Radical polymerizable compound (A), polyfunctional thiol compound (B), hydrophilic polymer (C), photoradical containing two or more organic groups (a) represented by the following general formula (1) in one molecule A photosensitive resin composition (Q) comprising a polymerization initiator (D) and an acid generator (E) as essential components, and capable of forming a pattern by light irradiation and alkali development.
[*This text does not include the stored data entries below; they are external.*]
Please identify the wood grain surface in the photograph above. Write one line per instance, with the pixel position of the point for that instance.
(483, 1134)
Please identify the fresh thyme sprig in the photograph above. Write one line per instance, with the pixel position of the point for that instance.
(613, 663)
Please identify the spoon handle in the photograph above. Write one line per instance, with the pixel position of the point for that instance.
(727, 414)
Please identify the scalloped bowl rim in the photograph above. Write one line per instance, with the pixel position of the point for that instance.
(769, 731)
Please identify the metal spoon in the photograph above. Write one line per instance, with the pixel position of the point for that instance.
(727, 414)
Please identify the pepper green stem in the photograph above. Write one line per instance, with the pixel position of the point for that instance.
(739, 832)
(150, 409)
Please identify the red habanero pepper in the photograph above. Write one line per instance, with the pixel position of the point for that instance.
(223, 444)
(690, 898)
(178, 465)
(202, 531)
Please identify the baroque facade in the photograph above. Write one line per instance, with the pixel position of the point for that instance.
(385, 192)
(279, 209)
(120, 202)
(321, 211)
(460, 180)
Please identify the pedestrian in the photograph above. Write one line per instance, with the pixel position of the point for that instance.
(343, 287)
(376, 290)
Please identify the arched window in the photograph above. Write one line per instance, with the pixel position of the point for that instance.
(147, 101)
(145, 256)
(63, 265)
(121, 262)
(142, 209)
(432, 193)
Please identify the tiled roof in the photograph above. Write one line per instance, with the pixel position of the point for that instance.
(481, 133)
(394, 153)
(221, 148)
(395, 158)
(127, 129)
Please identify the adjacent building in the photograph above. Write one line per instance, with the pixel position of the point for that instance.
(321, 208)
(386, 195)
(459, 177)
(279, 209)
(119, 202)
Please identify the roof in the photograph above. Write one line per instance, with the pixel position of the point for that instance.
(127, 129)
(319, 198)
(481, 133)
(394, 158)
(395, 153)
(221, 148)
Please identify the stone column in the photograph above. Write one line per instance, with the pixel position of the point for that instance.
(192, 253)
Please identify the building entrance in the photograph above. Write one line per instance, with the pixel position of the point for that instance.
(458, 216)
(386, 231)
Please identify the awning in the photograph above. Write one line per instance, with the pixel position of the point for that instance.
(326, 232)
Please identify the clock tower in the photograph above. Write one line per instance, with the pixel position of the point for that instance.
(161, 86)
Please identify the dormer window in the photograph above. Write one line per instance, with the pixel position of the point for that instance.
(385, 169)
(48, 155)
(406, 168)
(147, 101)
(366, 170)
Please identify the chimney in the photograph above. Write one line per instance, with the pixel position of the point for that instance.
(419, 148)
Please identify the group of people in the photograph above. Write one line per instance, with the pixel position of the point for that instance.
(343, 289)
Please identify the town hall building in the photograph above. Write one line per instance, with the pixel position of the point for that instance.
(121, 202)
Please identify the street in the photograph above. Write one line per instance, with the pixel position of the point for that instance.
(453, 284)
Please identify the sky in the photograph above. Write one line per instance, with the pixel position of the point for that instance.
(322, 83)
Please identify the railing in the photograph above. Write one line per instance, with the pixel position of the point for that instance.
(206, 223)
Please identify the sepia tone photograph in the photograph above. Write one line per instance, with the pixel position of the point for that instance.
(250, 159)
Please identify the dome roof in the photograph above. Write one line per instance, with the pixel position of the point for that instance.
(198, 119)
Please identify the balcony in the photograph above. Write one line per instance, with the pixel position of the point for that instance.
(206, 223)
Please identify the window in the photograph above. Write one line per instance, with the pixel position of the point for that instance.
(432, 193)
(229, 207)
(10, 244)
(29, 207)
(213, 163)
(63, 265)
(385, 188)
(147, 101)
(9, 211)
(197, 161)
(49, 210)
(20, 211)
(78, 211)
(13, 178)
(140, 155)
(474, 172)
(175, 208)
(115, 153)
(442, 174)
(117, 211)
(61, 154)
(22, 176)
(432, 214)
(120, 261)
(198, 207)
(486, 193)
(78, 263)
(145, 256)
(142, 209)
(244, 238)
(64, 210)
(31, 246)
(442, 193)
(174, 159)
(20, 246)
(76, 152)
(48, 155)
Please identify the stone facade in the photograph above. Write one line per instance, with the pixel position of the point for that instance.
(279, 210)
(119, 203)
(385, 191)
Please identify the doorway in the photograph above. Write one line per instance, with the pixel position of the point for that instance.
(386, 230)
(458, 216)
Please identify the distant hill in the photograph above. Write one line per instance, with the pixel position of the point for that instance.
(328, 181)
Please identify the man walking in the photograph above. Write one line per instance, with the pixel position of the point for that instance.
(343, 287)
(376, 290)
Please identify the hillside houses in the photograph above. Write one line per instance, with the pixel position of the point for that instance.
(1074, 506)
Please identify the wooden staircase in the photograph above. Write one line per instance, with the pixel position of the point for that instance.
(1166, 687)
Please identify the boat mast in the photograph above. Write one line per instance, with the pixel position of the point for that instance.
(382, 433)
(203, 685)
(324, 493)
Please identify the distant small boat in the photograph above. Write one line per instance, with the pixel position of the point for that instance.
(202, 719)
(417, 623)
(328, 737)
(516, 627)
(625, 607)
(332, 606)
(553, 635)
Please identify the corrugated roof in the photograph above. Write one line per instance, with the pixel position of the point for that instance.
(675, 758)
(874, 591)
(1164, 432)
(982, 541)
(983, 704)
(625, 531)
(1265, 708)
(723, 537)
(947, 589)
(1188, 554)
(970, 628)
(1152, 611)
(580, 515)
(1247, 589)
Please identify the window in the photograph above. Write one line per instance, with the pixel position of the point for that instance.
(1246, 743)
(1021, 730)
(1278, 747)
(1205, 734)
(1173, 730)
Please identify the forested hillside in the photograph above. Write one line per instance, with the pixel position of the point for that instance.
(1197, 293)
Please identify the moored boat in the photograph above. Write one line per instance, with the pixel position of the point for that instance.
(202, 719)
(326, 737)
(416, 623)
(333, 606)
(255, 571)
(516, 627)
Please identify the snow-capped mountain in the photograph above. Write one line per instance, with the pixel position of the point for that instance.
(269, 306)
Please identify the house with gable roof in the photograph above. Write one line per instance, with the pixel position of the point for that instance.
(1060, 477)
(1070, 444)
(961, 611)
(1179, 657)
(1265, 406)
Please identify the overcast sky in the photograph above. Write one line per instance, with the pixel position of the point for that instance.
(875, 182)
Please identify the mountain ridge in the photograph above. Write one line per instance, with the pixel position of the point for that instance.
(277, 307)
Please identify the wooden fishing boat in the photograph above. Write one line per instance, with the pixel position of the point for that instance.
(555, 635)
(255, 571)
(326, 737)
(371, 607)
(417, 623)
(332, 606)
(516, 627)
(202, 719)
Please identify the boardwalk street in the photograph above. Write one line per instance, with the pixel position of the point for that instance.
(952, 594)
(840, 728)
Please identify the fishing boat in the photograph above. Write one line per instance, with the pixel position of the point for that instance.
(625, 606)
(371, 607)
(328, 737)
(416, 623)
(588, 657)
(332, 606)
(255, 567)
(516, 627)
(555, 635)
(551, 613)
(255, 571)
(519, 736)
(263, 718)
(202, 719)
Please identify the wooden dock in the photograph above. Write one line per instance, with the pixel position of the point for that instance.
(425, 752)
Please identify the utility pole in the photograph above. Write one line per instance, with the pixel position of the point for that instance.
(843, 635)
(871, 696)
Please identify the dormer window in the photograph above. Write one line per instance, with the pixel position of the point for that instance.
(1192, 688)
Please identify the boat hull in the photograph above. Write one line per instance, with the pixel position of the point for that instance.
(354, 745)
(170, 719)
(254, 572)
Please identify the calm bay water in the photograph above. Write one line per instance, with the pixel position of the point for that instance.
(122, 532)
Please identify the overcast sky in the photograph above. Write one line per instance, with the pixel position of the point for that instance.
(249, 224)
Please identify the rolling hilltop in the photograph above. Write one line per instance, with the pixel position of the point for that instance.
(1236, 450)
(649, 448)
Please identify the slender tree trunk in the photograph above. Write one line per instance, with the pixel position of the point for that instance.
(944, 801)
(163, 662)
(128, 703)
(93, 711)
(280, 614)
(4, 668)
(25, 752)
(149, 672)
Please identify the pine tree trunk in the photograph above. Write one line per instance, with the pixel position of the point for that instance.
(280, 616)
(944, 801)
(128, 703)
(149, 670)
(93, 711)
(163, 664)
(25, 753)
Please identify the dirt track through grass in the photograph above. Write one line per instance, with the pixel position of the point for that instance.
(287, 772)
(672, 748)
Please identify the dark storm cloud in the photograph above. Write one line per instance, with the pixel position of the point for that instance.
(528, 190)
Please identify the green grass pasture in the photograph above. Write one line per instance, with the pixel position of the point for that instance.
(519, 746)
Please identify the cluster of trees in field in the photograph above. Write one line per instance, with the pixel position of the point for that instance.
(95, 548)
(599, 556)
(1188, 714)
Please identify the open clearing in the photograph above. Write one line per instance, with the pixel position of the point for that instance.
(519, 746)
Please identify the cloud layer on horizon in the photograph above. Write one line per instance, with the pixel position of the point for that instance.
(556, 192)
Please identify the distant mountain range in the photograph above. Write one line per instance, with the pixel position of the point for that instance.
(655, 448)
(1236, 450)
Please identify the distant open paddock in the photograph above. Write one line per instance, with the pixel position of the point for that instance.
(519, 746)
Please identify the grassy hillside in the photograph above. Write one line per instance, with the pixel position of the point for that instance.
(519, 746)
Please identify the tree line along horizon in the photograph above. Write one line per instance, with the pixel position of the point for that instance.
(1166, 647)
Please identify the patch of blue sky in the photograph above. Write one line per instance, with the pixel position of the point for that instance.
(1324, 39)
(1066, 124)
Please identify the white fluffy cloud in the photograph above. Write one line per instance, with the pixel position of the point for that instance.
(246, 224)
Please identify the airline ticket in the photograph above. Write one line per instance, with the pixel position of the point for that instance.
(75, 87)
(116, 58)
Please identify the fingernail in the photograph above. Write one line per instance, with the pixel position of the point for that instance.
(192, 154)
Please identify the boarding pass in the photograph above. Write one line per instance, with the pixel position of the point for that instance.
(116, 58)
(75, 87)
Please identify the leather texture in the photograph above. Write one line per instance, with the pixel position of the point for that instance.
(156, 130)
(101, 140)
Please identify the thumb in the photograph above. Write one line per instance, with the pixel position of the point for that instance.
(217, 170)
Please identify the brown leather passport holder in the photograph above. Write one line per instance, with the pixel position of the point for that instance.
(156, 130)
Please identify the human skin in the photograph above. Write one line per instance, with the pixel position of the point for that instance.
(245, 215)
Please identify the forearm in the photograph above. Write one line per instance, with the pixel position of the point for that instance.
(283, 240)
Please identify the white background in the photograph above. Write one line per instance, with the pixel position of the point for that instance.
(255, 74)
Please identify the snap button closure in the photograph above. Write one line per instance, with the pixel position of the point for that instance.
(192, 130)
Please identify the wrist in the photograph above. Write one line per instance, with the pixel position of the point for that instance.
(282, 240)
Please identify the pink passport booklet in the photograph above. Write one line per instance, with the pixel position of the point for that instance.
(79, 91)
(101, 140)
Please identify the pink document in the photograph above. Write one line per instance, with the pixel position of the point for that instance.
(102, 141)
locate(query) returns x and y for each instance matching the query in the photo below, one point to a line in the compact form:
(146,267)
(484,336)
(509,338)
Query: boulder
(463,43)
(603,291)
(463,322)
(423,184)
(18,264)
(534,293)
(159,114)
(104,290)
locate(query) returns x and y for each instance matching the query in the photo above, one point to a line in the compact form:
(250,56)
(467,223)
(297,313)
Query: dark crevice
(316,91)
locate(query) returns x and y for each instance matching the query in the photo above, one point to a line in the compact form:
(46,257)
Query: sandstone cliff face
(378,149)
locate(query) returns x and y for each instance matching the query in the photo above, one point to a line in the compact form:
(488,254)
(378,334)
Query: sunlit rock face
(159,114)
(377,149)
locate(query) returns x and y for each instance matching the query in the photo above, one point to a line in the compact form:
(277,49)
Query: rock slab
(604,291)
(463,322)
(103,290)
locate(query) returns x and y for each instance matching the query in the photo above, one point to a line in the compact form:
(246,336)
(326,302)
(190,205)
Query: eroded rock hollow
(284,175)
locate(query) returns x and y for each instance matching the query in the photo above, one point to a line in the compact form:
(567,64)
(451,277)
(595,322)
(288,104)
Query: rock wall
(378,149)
In Expression (1), R ¹ represents a hydrogen atom or a methyl group; ^{R 2} represents an alkyl group having 1 to 4 carbon atoms, n is an integer from 0 to 5. ]   The photosensitive resin composition (Q) according to claim 1, wherein the light-irradiated portion is subjected to a heat treatment at 100 ° C. or more to make it alkali-soluble.   The ratio Am / Bm of the number of moles (Am) of the organic group (a) of the radical polymerizable compound (A) to the number of moles (Bm) of the thiol group of the polyfunctional thiol compound (B) is 0.5 to 1. The photosensitive resin composition (Q) according to claim 1 or 2, which is 5.   The photosensitive resin composition (Q) according to any one of claims 1 to 3, wherein the polyfunctional thiol compound (B) contains 2 to 6 thiol groups in one molecule.   N in Formula (1) is 0 or 1, The photosensitive resin composition (Q) in any one of Claims 1-4.   The plating resist (R) using the photosensitive resin composition (Q) in any one of Claims 1-5.